The process includes contacting reporters to explain the news further, setting up interviews with subject matter experts who can provide smart commentary on the item, and utilizing social media to spread the word about the news.
It includes more than that, but you get the idea.
So PR is not dead. It’s been around since the Serpent utilized Eve’s influence on Adam to change the world. Edward L. Bernays made a career out of it, but I assure you that American companies were utilizing it long before he came around. And yet now, with lines being blurred in how we utilize the media to influence the audiences important to us and our clients, there is a Google-search-certified concern that PR is dead?
That’s ridiculous. PR isn’t dead. You can’t kill PR.
I will say that there is no need to hire an employee or agency whose sole focus is the process of issuing news releases, following up on them with the media and reporting the results of those efforts to the boss or client.
But there never was.
When I was 22, less than a year out of college, my client asked me to dress up like an avocado and give the weather report on the Today Show. That same client would have called my company his “PR firm.” But we did so much more than that. I once slept in a room full of coffee beans so that I could wake up early the next morning and deliver it to radio stations during drive time, hoping they’d mention the coffee company on-air. We call that a radio promotion. That client hired my company as her “PR firm.” But we obviously did more than that.
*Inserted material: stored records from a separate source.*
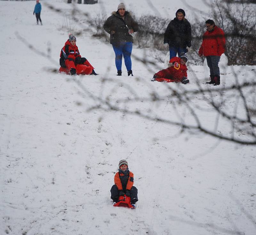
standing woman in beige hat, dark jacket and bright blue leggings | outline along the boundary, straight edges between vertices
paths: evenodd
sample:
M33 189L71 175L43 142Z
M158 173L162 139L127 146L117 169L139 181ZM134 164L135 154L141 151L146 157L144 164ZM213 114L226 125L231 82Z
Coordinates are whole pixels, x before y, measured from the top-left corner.
M104 30L110 34L110 43L116 54L117 75L122 75L122 58L128 72L132 75L132 33L138 31L138 24L132 19L129 12L125 11L125 5L120 3L117 12L112 12L103 25Z

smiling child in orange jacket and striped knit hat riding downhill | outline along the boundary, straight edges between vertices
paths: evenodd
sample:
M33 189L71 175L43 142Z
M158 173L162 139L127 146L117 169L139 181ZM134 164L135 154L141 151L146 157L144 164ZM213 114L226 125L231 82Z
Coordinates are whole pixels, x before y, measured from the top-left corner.
M125 194L131 198L131 204L135 207L135 203L138 201L138 189L133 186L133 173L129 171L128 163L125 160L119 161L118 166L118 172L114 177L115 184L110 190L113 204L116 204L119 197Z

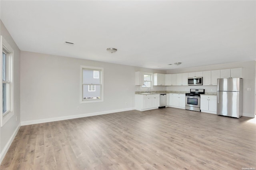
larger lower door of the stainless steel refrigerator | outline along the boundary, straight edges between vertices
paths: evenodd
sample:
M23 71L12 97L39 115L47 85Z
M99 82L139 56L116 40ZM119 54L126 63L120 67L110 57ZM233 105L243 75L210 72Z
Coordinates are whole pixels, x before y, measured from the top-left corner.
M242 105L239 102L239 92L217 92L217 115L239 118L242 115Z

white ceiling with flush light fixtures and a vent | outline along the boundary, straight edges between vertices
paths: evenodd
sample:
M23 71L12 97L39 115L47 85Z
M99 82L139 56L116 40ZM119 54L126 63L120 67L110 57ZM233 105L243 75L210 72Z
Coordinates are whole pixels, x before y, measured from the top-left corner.
M0 3L22 51L164 70L256 60L256 1Z

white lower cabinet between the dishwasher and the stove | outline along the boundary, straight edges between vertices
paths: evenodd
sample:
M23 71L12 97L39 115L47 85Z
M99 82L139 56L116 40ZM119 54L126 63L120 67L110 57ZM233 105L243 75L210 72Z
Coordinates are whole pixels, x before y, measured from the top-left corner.
M170 93L169 107L185 109L185 94Z

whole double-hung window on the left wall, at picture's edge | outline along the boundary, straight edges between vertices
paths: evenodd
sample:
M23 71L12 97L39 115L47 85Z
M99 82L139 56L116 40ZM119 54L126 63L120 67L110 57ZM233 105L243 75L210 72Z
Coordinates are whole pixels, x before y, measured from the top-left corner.
M12 56L13 50L8 43L1 36L1 126L3 126L12 116L12 103L13 103L13 85L12 85Z

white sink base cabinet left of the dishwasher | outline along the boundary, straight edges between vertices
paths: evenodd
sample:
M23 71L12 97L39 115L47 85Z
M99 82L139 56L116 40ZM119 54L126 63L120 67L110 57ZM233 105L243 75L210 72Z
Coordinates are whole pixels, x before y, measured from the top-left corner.
M158 109L160 106L160 95L135 95L135 109L138 111L146 111L150 109Z

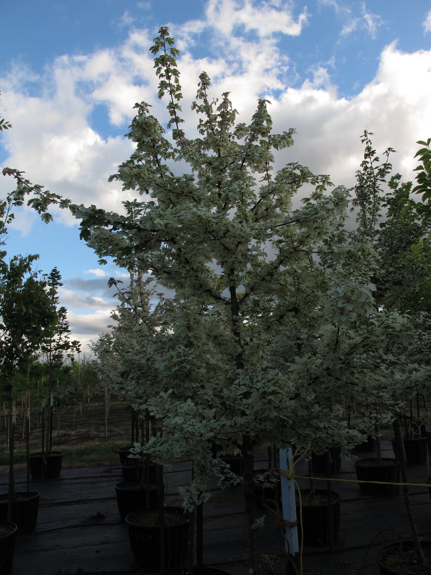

So let’s be clear on these distinctions:
- There are channels for communication. The Serpent used Eve as the channel to communicate a message to Adam. And today, Facebook, Twitter, blogs, billboards, trade show floors and newspapers are channels for communication.
- There are tactical areas for communication. The Serpent used oral language as a tactic for communication. And today, news releases, advertisement, video and direct email are tactics for communication.
- There are umbrella strategies for communication. The Serpent decided that a well-placed idea (in the ear of Eve) would influence his key audience (Adam) the way he wanted it influenced. And today, PR and marketing are umbrella strategies for communication. You can even argue they are one and the same. I know I do.
I’ve spent 25 years thinking of myself as a PR person. And throughout the years, from time to time, there have been movements to kill PR, saying it doesn’t control a message as well as advertising, or isn’t as measurable as Google AdWords. But you can’t kill PR. We now know that comparing PR to those tactical areas would be like comparing apples to oranges.
And as we know from the story of Adam and Eve, fruit can get us into a lot of trouble.